I too would like to see a good explanation of frequentist techniques,
especially one that also explains their relationships (if any) to
Bayesian techniques.
Based on the tiny bit I know of both approaches, I think one appealing
feature of frequentist techniques (which may or may not make up for their
drawbacks) is that your initial assumptions are easier to dislodge the
more wrong they are.
It seems to be the other way around with Bayesian techniques because of
a stronger built-in assumption that your assumptions are justified. You
can immunize yourself against any particular evidence by having a
sufficiently wrong prior.
It seems to be the other way around with Bayesian techniques because of a stronger built-in assumption that your assumptions are justified. You can immunize yourself against any particular evidence by having a sufficiently wrong prior.
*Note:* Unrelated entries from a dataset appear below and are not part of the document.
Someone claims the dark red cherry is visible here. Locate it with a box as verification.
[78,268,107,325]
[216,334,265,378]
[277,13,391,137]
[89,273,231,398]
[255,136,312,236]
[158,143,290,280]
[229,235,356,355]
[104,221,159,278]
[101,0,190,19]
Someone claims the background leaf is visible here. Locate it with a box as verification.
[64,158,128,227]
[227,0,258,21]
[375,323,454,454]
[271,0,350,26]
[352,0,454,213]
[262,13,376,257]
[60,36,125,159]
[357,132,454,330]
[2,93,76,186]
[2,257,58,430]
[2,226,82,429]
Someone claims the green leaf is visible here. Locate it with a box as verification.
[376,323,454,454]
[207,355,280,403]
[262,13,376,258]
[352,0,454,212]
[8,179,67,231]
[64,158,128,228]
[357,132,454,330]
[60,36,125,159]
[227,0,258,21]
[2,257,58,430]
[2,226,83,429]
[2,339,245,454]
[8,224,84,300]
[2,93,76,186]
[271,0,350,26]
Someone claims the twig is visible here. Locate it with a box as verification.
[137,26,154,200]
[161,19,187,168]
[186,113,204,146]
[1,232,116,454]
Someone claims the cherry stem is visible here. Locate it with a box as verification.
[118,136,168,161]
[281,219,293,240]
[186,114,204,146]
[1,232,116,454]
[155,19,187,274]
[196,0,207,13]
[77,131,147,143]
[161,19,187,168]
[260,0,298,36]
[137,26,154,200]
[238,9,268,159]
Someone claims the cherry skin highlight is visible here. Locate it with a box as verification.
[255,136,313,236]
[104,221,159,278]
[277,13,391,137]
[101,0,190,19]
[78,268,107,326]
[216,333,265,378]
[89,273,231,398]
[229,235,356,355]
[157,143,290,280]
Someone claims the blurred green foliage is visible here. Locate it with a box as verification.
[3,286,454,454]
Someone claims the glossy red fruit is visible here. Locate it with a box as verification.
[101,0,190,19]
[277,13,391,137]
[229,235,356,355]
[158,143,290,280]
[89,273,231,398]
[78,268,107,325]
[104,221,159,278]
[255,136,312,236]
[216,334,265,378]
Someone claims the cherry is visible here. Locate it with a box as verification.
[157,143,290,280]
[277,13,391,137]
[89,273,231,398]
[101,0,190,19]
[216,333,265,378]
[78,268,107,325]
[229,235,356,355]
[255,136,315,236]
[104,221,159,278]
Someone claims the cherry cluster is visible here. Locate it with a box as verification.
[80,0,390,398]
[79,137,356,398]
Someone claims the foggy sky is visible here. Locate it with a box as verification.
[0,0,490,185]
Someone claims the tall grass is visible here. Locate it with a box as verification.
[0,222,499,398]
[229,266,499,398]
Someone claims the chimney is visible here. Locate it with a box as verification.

But you won’t be able to convince other Bayesians who don’t share that radically wrong prior. Similarly, there doesn’t seem to be something intrinsic to frequentism that keeps you from being persistently wrong. Rather, frequentists are kept in line because, as Cyan said, they have to persuade each other. Fortunately, for Bayesians and frequentists alike, a technique’s being persuasive to the community correlates with its being liable to produce less wrong answers.
The ability to get a bad result because of a sufficiently wrong prior is not a flaw in Bayesian statistics; it is a flaw is our ability to perform Bayesian statistics. Humans tend to overestimate their confidence of probabilities with very low or very high values. As such, the proper way to formulate a prior is to imagine hypothetical results that will bring the probability into a manageable range, ask yourself what you would want your posterior to be in such cases, and build your prior from that. These hypothetical results must be constructed and analyzed before the actual result is obtained to eliminate bias.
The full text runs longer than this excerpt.